Disparus au front © Création personnelle d'après Bing

 

    Le premier à tomber au champ d'honneur est Alexandre, le dernier de la fratrie, à peine sorti de l’enfance. Vingt piges à tout casser, 10 mois d’armée dans les pattes, et hop, disparu à Neuville St Vaast (Pas de Calais) en septembre 1915. Le pauvre gamin. Sa classe d’âge avait été appelée avec un an d’avance, le besoin de chair à canon se faisait déjà cruellement sentir. Alexandre faisait alors partie du 407e RI, un régiment tout neuf, formé au printemps, qu’on envoie direct dans la lessiveuse : la troisième bataille d’Artois. Objectif ? Prendre la crête de Vimy. Autant dire un pari suicidaire.

     Le village de Neuville Saint Vaast et ses environs c'était un vrai bourbier, un labyrinthe de tranchées, boyaux et sapes, soumis à un bombardement intensif. Un terrain saturé de boue et de ruines. Un des nombreux enfers sur terre comme la Première Guerre Mondiale a si bien su en produire à la chaîne. Au petit matin, un premier bataillon fonce sur la première ligne allemande, l’arme au poing et le courage en bandoulière, mais sans soutien d’artillerie préalable. Un suicide, quoi ! D’autres troufions suivront. Des moutons à l'abattoir. Ils tiennent ferme quatre jours face aux contre-attaques successives de soldats d’élite allemands. Les combattants endurent des conditions insoutenables : absence de munitions, pluie et boue, tranchées saturées d’eau, communication rompue. Un cauchemar éveillé. Malgré l’absence de préparation d’artillerie, le 407e a réalisé un assaut audacieux, assumant des pertes sévères tout en s’emparant de positions clés. Alexandre y laissa sa peau, avalé par la terre d’Artois. Un héros anonyme de cette boucherie.

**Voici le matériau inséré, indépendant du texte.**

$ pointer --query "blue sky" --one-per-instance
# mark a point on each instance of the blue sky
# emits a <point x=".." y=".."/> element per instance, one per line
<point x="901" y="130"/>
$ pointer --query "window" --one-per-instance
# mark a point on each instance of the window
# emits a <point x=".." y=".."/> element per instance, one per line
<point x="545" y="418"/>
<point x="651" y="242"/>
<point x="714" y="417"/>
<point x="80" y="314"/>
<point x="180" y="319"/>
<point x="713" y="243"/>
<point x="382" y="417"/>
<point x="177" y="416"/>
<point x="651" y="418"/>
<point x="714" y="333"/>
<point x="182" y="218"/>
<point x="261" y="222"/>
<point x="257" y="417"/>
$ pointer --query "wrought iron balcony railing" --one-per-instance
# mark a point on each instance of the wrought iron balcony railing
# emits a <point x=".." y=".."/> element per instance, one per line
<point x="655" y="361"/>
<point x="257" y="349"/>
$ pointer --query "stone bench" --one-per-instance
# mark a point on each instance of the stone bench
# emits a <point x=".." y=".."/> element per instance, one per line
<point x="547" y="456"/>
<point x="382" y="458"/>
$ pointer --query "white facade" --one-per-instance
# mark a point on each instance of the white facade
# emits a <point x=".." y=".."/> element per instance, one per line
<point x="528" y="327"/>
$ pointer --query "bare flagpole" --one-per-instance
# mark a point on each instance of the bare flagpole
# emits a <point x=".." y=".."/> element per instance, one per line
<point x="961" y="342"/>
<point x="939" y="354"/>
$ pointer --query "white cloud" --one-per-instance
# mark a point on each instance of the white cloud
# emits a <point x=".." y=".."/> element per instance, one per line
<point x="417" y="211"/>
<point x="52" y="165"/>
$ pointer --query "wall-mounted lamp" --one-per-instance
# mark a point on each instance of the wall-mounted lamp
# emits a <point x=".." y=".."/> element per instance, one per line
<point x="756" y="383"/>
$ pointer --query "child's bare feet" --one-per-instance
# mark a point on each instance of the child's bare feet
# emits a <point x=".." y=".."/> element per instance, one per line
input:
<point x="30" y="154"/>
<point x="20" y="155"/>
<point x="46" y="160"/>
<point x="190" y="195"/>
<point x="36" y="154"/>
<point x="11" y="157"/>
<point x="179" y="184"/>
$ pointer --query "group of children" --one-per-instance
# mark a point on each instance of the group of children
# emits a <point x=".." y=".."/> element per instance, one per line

    Un jugement de 1920 déclare, avec une froideur administrative qui vous glace le sang : « attendu que le soldat Alexandre Astié disparu le 28 septembre 1915, que l'enquête faite au retour des prisonniers n'a révélé aucun fait de nature à présumer l'existence du susnommé, que depuis sa disparition qui a pour cause un fait de guerre il s'est écoulé plus de 2 ans, par ces motifs Alexandre Astié est déclaré Mort pour la France. » Chienne de guerre, qui prend les jeunes et les réduit au silence en moins de temps qu’il ne faut pour le dire.

    Son nom, aujourd’hui, est gravé sur l'Anneau de la mémoire de Notre-Dame de Lorette, inauguré en 2014, parmi 58 000 autres, tombés dans le Pas de Calais. Tous unis dans le silence, sans grade, sans frontière. Un hommage à tous ceux qui ont laissé leur peau dans cette terre de souffrance.

 

    Puis vient Élie. Il avait été ajourné en 1907, et exempté en 1908, sans doute pour défaut de taille : il fallait faire au minimum plus de 1,54 m et lui mesurait… 1,54 m ! Un vrai ras des pâquerettes, mais ça ne l'a pas sauvé bien longtemps. Moins de 5 mois après le début de la guerre, ça n’a plus d’importance : il est rappelé à l’activité (ou plutôt appelé), en décembre 1914. Les besoins en chair à canon, ça ne regarde pas à la taille !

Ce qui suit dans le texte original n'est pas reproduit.